In the Stockholder Letter, the Company directly quoted a comment from Glass Lewis reading “[t]he Company currently does not currently have sufficient shares available for issuance to meet its existing obligations. We are concerned that the Company is unable to meet its current and potential obligations and believe it is important that the Company obtain additional common shares available for issuance in the future.” As of today, the Company does not, and at the time of the Stockholder Letter, the Company did not, have sufficient shares available for issuance to meet its potential obligations with respect to all awards that could potentially be issued under its stockholder-approved incentive plans. However, the Company does have, and at the time of the Stockholder Letter did have, sufficient shares available for issuance from stock held in treasury to meet current and then-existing obligations for awards issued under the incentive plans. Furthermore, the Board of Directors of the Company (the “Board”) and Compensation Committee has no current intention of issuing any awards under the incentive plans for which the Company would not be able to meets its obligations to deliver common stock. Moreover, further to disclosures by the Company in its Annual Reports on Form 10-K for the period ended December 31, 2021 and for the period ended December 31, 2022, the Company continues to believe that cash from operations, together with its cash and cash equivalents balances, will be sufficient to meet ongoing capital expenditures, working capital requirements and other cash needs for the foreseeable future.

 

In its proxy materials, the Company disclosed that the Board approved the adoption of the Authorized Shares Amendment. As the Investor Group stated publicly during the above-referenced trial, the Board’s adoption of the resolution recommending that stockholders consider and vote in favor of the adoption of the Authorized Shares Amendment was not unanimous. The resolution was adopted by an 8-to-2 Board vote, with Messrs. Stahl and Oliver dissenting. The Board acts as a governing body and as a matter of policy, the Company does not disclose specific votes by members of its Board or Board votes in general, unless required by 17 CFR § 240.14a-101 (Item 4(a)(1) of Schedule 14A) or other applicable law, and expects to continue that practice in the future.

 

As the Investor Group also stated publicly during the above-referenced trial, the Company has an ad hoc special committee (the “Ad Hoc Strategic Acquisitions Committee”). On February 11, 2022, the Board unanimously approved the formation of the Ad Hoc Strategic Acquisitions Committee.
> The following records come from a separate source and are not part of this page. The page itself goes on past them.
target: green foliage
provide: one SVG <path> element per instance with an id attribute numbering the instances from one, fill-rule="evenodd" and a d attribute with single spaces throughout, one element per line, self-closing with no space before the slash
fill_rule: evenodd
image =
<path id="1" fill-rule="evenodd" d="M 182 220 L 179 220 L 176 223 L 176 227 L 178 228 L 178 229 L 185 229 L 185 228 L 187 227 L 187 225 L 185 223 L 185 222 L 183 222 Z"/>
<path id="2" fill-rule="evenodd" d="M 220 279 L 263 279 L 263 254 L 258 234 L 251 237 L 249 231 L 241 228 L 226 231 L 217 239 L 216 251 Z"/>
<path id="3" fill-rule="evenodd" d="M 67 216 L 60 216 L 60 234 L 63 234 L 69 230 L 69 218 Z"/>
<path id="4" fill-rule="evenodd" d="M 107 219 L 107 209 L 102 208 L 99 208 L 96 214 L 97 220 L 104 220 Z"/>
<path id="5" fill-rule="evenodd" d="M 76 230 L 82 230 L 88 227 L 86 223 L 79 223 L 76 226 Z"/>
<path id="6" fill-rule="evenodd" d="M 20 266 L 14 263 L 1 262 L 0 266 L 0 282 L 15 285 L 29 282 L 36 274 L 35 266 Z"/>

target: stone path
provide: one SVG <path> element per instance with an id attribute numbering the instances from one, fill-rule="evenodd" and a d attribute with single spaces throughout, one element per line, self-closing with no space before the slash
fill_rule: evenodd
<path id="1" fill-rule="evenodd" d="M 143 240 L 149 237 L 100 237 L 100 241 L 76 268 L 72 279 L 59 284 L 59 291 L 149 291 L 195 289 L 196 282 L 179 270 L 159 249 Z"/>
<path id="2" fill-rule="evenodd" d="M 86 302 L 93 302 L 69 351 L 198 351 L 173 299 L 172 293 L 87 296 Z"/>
The Committee has no power to approve any potential transaction, and instead was created to review, analyze and assess potential acquisitions and make one or more recommendations to the Board regarding any such potential acquisitions. Directors Duganier, Epps, Kurz and Best serve on the Ad Hoc Strategic Acquisitions Committee; each Board member has attended at least one meeting of the Committee; and any member of the Board may attend any meetings of the Ad Hoc Strategic Acquisitions Committee or any other committee of the Board, absent any potential conflicts. Since its formation, the Ad Hoc Strategic Acquisitions Committee has not recommended any potential acquisitions that would involve the issuance or use of stock to the Board for approval. As a matter of policy, the Company does not disclose ad hoc committees of its Board, unless required by 17 CFR § 229.407 (Item 407(b)(3) of Regulation S-K) or other applicable law, and expects to continue that practice in the future.